Since $\mathbb {K}$ is a dense subset of $\mathbb {C}$ , we can choose $\delta _{1,1}$ such that the coefficient $c_{1,1,\ldots ,1}$ of $z_1\cdots z_m$ in the function

$$ \begin{align*} f_{1,1}^*(z_1,\ldots,z_m):=f_{1,0}^*(z_1,\ldots,z_m)+\delta_{1,1}z_1\cdots z_mA_1^{(1)}(z_1,\ldots,z_m) \end{align*} $$

belongs to $\mathbb {K}$ with $|c_{1,1,\ldots ,1}|<s_m$ . Therefore, we take

$$ \begin{align*} f_1^*(z_1,\ldots,z_m):=f_{1,1}^*(z_1,\ldots,z_m), \end{align*} $$

where $P_1(z_1,\ldots ,z_m)=c_{1,1,\ldots ,1}z_1\cdots z_m$ .

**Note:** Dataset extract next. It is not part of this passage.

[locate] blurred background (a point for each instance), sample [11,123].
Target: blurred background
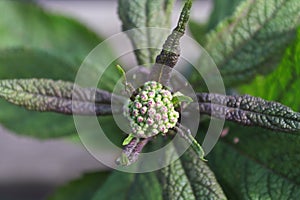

Recursively, we can construct a function $f^*_{n,0}(z_1,\ldots ,z_{m})$ given by

$$ \begin{align*} f^*_{n,0}(z_1,\ldots,z_m):=f^*_{n-1}(z_1,\ldots,z_m)+\delta_{n,0}z_1^nz_2\cdots z_mA_{n-1}(z_1,\ldots,z_m) \end{align*} $$

where we take $\delta _{n,0}\neq 0$ in the ball $B(0,s_{n+m-1}/(n+m-1))$ such that

$$ \begin{align*} \Theta_n+f^*_{n,0}(u_n)\in E_{u_n}. \end{align*} $$

This is possible since $E_{u_n}$ is a dense subset of $\mathbb {C}$ and all coordinates of $u_n$ are nonzero.

Since $\mathbb {K}$ is a dense subset of $\mathbb {C}$ , if we consider the ordering of the monomials of degree $n+m-1$ given by the lexicographical order of the exponents, then we can choose $\delta _{n,l}$ such that the coefficient $c_{j_1,\ldots ,j_m}$ of the lth monomial $z_1^{j_1}\cdots z_m^{j_m}$ in

$$ \begin{align*} f^*_{n,l}(z_1,\ldots,z_m):=f^*_{n,l-1}(z_1,\ldots,z_m)+\delta_{n,l}z_1^{j_1}\cdots z_m^{j_m}A_n(z_1,\ldots,z_m) \end{align*} $$

belongs to $\mathbb {K}$ with $|c_{j_1,\ldots ,j_m}|<s_{n+m-1}$ . Thus, we define

$$ \begin{align*} f^*_n(z_1,\ldots,z_m):=f^*_{n,L}(z_1,\ldots,z_m), \end{align*} $$

where $L=\binom {n+m-2}{m-1}$ is the number of distinct monomials of degree $n+m-1$ . Then $f^*_n(z_1,\ldots ,z_m)$ is a polynomial function such that $c_{j_1,\ldots ,j_m}\in \mathbb {K}$ for every m-tuple $(j_1,\ldots ,j_m)$ such that $j_1+\cdots +j_m\leq n+m-1$ .

Finally, this construction implies that the functions $f^*_n$ converge to a transcendental entire function $f^*\in \mathbb {K}[[z_1,\ldots ,z_m]]$ as $n\to \infty $ such that

$$ \begin{align*}f^*(u_j)=f^*_n(u_j)=f^*_j(u_j)\end{align*} $$

for all $n\geq j\geq 1$ . Let $f:\mathbb {C}^{m}\to \mathbb {C}$ be the entire function given by

$$ \begin{align*} f(z_1,\ldots,z_{m})=a_0+\bigg(\sum_{S\in\mathcal{Q}_m}\bigg(\prod_{i\in S}z_i\bigg)f_S(z_S)\bigg)+f^*(z_1,\ldots,z_{m}). \end{align*} $$

Then $f(u)\in E_u$ for all $u\in X\subset \mathbb {C}^{m}$ . Since f is an entire function that is not a polynomial, it follows that f is transcendental. Note that there are uncountably many ways to choose the constants $\delta _{n,j}$ . This completes the proof.